For the most part you can name an object whatever you want as long as you follow these rules/guidelines:
camelCase or
snake_caseFor example:
# this will produce an error
1a <- 'test'
print <- 'test'
print(print) # the function still works even though there's now a character object of the same name, it's just messy code
## [1] "test"
There are 5 core data structures in R.
- Atomic Vectors - Lists - Matrices - Dataframes - Arrays
These all differ in their dimensionaly (1d, 2d, Nd) and the data
that’s stored in them (all the same type or a mix of types).
Briefly, datatypes in R include decimal numbers (double), integers,
letters/words (character), factors, and True/False (logical).
Let’s go a bit deeper on working with some of these structures.
R is really all about vectors and running functions on vectors. A vector is either “Atomic” meaning it has all the same data type or a “list” with a mix of types.
To make atomic vectors we use the c() function, which
stands for “combine”.
# this is a character atomic vector
c('this','is','a','character','vector')
## [1] "this" "is" "a" "character" "vector"
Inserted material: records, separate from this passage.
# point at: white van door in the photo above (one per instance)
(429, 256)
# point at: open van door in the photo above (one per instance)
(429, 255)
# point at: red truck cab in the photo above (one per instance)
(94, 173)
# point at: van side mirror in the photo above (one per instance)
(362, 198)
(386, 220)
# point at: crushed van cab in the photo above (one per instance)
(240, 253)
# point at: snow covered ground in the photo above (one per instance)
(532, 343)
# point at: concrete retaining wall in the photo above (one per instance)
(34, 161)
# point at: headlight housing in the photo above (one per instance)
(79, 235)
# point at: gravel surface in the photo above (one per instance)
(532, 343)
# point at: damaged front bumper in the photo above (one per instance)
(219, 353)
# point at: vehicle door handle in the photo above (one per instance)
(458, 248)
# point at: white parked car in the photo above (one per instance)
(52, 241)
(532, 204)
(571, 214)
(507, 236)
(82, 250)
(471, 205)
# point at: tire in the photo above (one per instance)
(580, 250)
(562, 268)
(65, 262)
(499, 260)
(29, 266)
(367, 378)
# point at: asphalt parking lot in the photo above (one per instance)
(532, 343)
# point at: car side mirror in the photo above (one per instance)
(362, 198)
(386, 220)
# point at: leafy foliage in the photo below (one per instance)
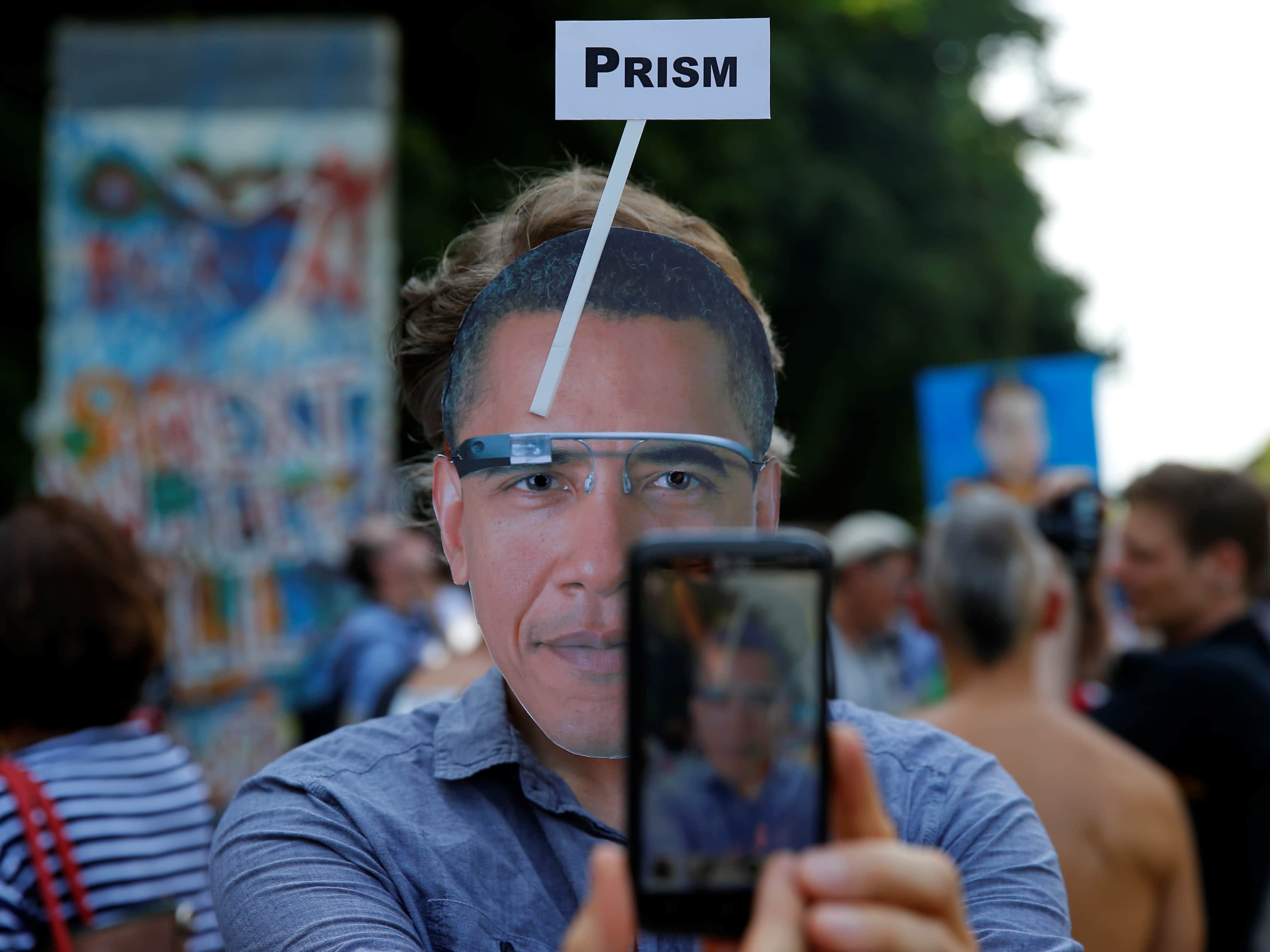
(884, 219)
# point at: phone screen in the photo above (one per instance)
(731, 728)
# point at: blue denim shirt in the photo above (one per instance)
(440, 831)
(694, 810)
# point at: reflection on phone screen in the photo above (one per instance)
(731, 730)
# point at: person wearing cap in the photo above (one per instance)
(470, 824)
(881, 658)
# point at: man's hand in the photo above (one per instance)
(867, 890)
(606, 922)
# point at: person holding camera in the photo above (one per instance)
(469, 824)
(995, 591)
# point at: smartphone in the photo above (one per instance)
(727, 706)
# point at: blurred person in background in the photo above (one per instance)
(80, 629)
(1117, 819)
(881, 658)
(1194, 550)
(385, 639)
(468, 824)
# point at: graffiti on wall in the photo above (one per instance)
(216, 357)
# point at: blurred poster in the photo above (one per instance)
(221, 271)
(1026, 426)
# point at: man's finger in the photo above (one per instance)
(881, 871)
(835, 927)
(777, 923)
(606, 922)
(856, 809)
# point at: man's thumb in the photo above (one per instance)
(606, 922)
(856, 809)
(777, 923)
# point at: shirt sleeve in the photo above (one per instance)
(291, 871)
(1015, 898)
(15, 926)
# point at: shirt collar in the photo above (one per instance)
(474, 733)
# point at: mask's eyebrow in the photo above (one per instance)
(686, 455)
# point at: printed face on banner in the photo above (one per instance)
(547, 560)
(663, 69)
(1026, 427)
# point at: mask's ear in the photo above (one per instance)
(447, 503)
(768, 497)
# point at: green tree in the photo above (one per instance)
(884, 219)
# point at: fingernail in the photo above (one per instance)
(823, 869)
(842, 923)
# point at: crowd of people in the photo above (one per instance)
(1137, 823)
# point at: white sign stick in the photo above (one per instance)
(591, 252)
(641, 70)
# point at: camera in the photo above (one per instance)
(1073, 525)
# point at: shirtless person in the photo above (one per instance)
(1117, 820)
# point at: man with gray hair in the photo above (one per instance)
(991, 589)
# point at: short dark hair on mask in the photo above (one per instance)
(641, 275)
(544, 208)
(1208, 507)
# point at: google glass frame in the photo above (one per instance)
(499, 450)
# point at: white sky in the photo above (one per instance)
(1161, 206)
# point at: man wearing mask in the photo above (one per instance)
(468, 824)
(881, 658)
(1194, 551)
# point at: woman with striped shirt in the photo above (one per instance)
(80, 630)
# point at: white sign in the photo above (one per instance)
(663, 69)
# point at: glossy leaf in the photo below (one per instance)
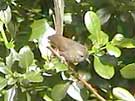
(14, 94)
(92, 22)
(99, 39)
(128, 71)
(5, 15)
(13, 56)
(26, 57)
(3, 83)
(104, 15)
(123, 42)
(3, 68)
(104, 70)
(38, 28)
(59, 91)
(74, 91)
(113, 50)
(59, 66)
(33, 76)
(122, 94)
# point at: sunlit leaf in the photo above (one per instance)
(92, 22)
(104, 15)
(26, 57)
(99, 39)
(113, 50)
(5, 15)
(33, 76)
(44, 42)
(128, 71)
(14, 94)
(3, 83)
(123, 42)
(59, 91)
(123, 94)
(104, 70)
(38, 28)
(13, 56)
(59, 66)
(74, 92)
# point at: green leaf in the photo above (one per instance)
(74, 91)
(113, 50)
(122, 94)
(104, 15)
(99, 39)
(128, 71)
(103, 69)
(10, 45)
(3, 83)
(26, 57)
(13, 56)
(3, 68)
(92, 22)
(59, 91)
(33, 76)
(59, 66)
(14, 94)
(5, 15)
(123, 42)
(38, 28)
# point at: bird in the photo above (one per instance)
(71, 50)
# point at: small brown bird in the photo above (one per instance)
(71, 50)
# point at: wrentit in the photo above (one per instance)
(72, 51)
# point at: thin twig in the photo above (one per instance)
(84, 82)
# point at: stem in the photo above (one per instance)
(88, 85)
(4, 36)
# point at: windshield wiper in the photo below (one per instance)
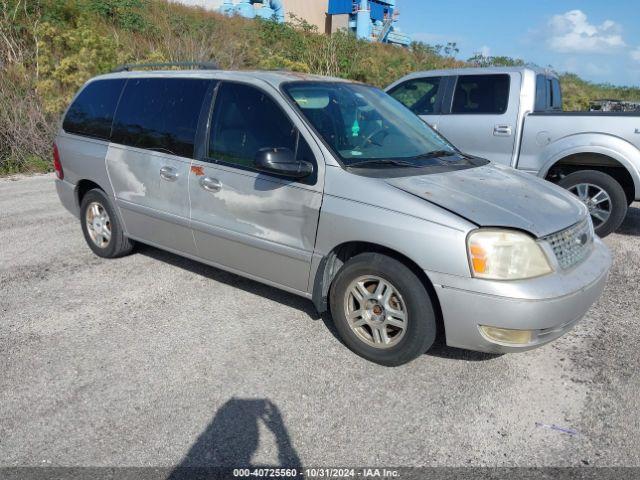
(436, 153)
(383, 161)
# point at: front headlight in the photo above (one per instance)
(505, 255)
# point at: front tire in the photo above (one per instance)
(603, 195)
(101, 228)
(381, 310)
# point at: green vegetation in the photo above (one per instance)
(49, 48)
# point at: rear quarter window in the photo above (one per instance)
(481, 94)
(91, 113)
(418, 95)
(160, 114)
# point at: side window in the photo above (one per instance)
(419, 95)
(556, 95)
(481, 94)
(160, 114)
(542, 103)
(91, 113)
(244, 120)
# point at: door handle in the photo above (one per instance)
(169, 174)
(502, 130)
(210, 184)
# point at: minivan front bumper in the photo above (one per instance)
(548, 306)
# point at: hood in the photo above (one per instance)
(498, 196)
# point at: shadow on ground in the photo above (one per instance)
(233, 437)
(631, 224)
(439, 349)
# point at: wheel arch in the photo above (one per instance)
(331, 264)
(620, 161)
(83, 186)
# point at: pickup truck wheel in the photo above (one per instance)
(603, 196)
(100, 226)
(382, 310)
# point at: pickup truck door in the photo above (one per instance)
(253, 223)
(423, 96)
(480, 115)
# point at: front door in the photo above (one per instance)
(481, 119)
(150, 155)
(250, 222)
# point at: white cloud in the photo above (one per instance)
(571, 32)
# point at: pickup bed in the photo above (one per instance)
(513, 116)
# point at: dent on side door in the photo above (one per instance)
(254, 224)
(151, 192)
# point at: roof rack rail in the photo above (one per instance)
(139, 66)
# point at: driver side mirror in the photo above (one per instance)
(281, 161)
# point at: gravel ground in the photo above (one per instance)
(155, 360)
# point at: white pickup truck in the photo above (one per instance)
(513, 116)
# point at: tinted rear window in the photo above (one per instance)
(91, 113)
(160, 114)
(481, 94)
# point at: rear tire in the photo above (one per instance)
(602, 194)
(381, 310)
(101, 228)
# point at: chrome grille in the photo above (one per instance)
(572, 245)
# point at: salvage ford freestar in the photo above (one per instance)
(334, 191)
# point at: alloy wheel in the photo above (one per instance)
(98, 224)
(375, 311)
(596, 199)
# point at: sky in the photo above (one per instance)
(599, 40)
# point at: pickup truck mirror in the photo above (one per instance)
(281, 161)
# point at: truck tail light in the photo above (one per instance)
(56, 162)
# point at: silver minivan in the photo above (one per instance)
(334, 191)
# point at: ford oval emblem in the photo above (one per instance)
(582, 239)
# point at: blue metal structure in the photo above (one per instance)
(270, 9)
(372, 20)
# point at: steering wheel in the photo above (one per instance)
(369, 138)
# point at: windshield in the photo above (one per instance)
(365, 125)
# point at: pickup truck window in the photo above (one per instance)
(548, 94)
(481, 94)
(556, 95)
(418, 95)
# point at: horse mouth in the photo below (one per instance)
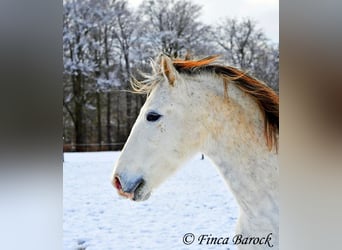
(140, 193)
(137, 193)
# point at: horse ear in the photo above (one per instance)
(168, 69)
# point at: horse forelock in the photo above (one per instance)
(265, 97)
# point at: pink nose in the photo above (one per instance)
(127, 188)
(117, 183)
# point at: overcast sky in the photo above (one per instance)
(264, 12)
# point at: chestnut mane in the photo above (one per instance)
(264, 96)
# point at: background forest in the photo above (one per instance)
(106, 42)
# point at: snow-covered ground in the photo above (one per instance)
(194, 200)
# this is an integer atomic vector
c(1,2,3,4)
## [1] 1 2 3 4
What happens if we mix data types with c()?
First let’s try combining integers and characters…
# if we add an integer and a logical type with these words, everything becomes a character type.
c(1,TRUE,'this','is','a','character','vector')
## [1] "1" "TRUE" "this" "is" "a" "character"
## [7] "vector"
What about combining logicals (TRUE, FALSE) with integers…
c(TRUE,FALSE,20,2,1)
## [1] 1 0 20 2 1
What happened? Our output is a vector of integers. That’s because in R logical values have a numeric equivalency. TRUE = 1, FALSE = 0.
This demonstrates how c() “coerces” everything into the
same type, in this case converting TRUE and FALSE to 1 and 0.
It’s often useful to check or change the type of an atomic vector. Let’s demonstrate this by first making a new vector and assigning it an object name.
my_numbers <- c(1.1,3.9292,0.0002,4.12)
my_numbers
## [1] 1.1000 3.9292 0.0002 4.1200
Here we have an atomic vector of doubles. Notice how the values have been coerced to the same number of decimal places.
We can check the datatype with the typeof()
function.
typeof(my_numbers)
## [1] "double"
And we can convert types in R using one of the functions
as.character(),as.numeric(),as.integer(),as.double(),as.logical().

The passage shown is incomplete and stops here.